The reason why.:blush:

The odd few crickets here and there are not a problem but this morning while i was half asleep i decided to feed some of my animals and lift my cricket box up which contained around 400 small crickets lol and you can guess what happened next i dropped it :whistling2: the box emptyed itself all over my bedroom floor letting them run for there lives i only managed to put around 20 back in the tub.

Any ideas?


----------



## Gaz1987 (Jan 28, 2008)

Anyone know???


----------



## Ben.M (Mar 2, 2008)

Unless you have a very hungry cat, i dont think there is any way of catching crix, especialy that many


----------



## Gaz1987 (Jan 28, 2008)

lol ok thanks. I know that there are types of catchers for crickets and roaches but was just wondering if anyone can recommend some.


----------



## AuntyLizard (Feb 7, 2007)

you can get something like this... lol if you google it you can find out where to get it too.. They are not expensive










Liz


----------



## Gaz1987 (Jan 28, 2008)

Thanks i did look at that those but they are not quite what i was after.

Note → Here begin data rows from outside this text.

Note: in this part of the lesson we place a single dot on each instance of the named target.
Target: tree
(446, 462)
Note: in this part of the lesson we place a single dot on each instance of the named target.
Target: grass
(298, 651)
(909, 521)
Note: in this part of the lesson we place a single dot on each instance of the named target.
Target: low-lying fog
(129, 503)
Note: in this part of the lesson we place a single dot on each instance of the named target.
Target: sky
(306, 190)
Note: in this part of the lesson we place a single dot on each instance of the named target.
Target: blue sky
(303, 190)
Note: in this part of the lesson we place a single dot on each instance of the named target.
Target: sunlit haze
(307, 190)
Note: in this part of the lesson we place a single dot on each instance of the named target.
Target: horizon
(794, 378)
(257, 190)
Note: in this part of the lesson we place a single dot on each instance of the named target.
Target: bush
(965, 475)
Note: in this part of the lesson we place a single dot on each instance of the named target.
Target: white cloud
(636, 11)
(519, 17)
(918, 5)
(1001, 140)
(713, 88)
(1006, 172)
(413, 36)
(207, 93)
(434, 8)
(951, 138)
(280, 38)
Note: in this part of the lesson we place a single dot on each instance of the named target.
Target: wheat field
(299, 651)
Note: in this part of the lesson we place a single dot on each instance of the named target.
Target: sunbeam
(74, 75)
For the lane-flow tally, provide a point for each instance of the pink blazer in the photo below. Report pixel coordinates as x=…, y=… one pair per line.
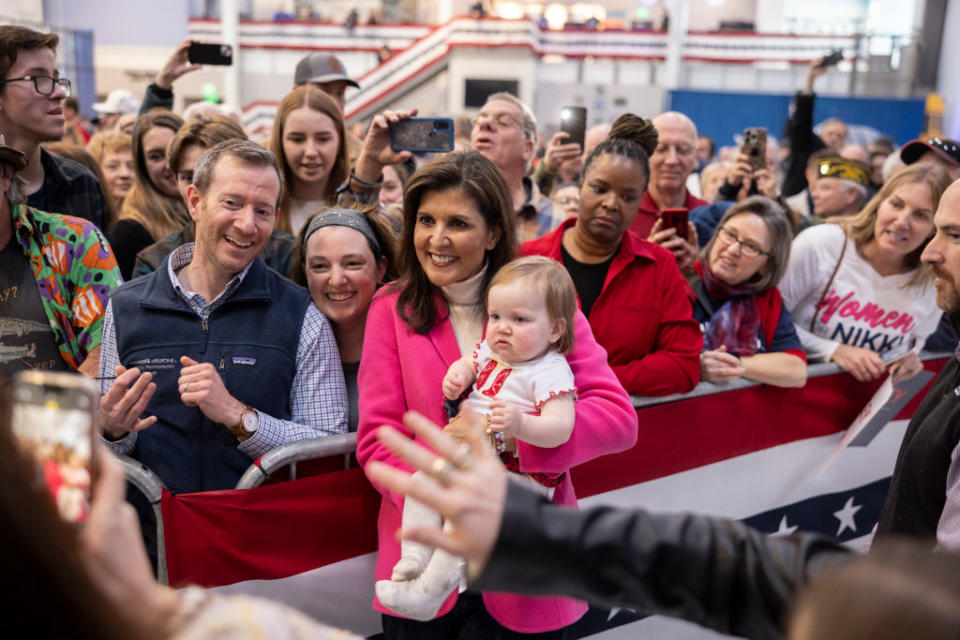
x=402, y=370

I am after something that i can put on the ground and leave.


----------



## Amyboo (Nov 11, 2007)

hey

you could try some venus fly traps or similar carniverous plant.

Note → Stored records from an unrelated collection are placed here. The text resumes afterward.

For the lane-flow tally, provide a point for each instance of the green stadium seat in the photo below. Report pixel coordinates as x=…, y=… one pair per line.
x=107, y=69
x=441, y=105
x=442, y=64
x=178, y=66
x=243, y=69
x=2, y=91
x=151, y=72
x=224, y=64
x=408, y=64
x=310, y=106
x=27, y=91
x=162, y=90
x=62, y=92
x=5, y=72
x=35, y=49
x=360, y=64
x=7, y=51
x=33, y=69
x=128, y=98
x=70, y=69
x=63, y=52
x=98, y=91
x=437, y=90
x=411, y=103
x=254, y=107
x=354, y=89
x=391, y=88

we got some from www.hantsflytrap.com

least you could leave them alone and let them eat them. Not saying they would catch 400 but it may help.

good luck!


----------



## Gaz1987 (Jan 28, 2008)

good idea trouble is i would proberly have fat plants lol :whistling2:


----------



## Ferret1959 (Jul 16, 2008)

Hey ya go.
Take your pick. 

cockroach traps, Home Garden, Business, Office Industrial, Wholesale Job Lots items at low prices on eBay.co.uk


----------



## LauraMartin (Apr 15, 2008)

double sided tape all over your room, specially int he corners and round the skirting boards. thats all i can think of.


----------



## Gaz1987 (Jan 28, 2008)

ok thanks eveyone il have a look about its a nightmare crickets jumping roung every night.:bash:


----------



## Dragonfir3 (Oct 19, 2008)

One word Dyson.....that or you could get some loo/kitchen roll Tubes seal one end (Tape will do ) put some fish food in it n keep checking every few hour then just tip em back in the container


----------



## Gaz1987 (Jan 28, 2008)

ok cool thanks i may try that at the moment i am just catching them still when i see them dont think there can be many more now i hope lol.


----------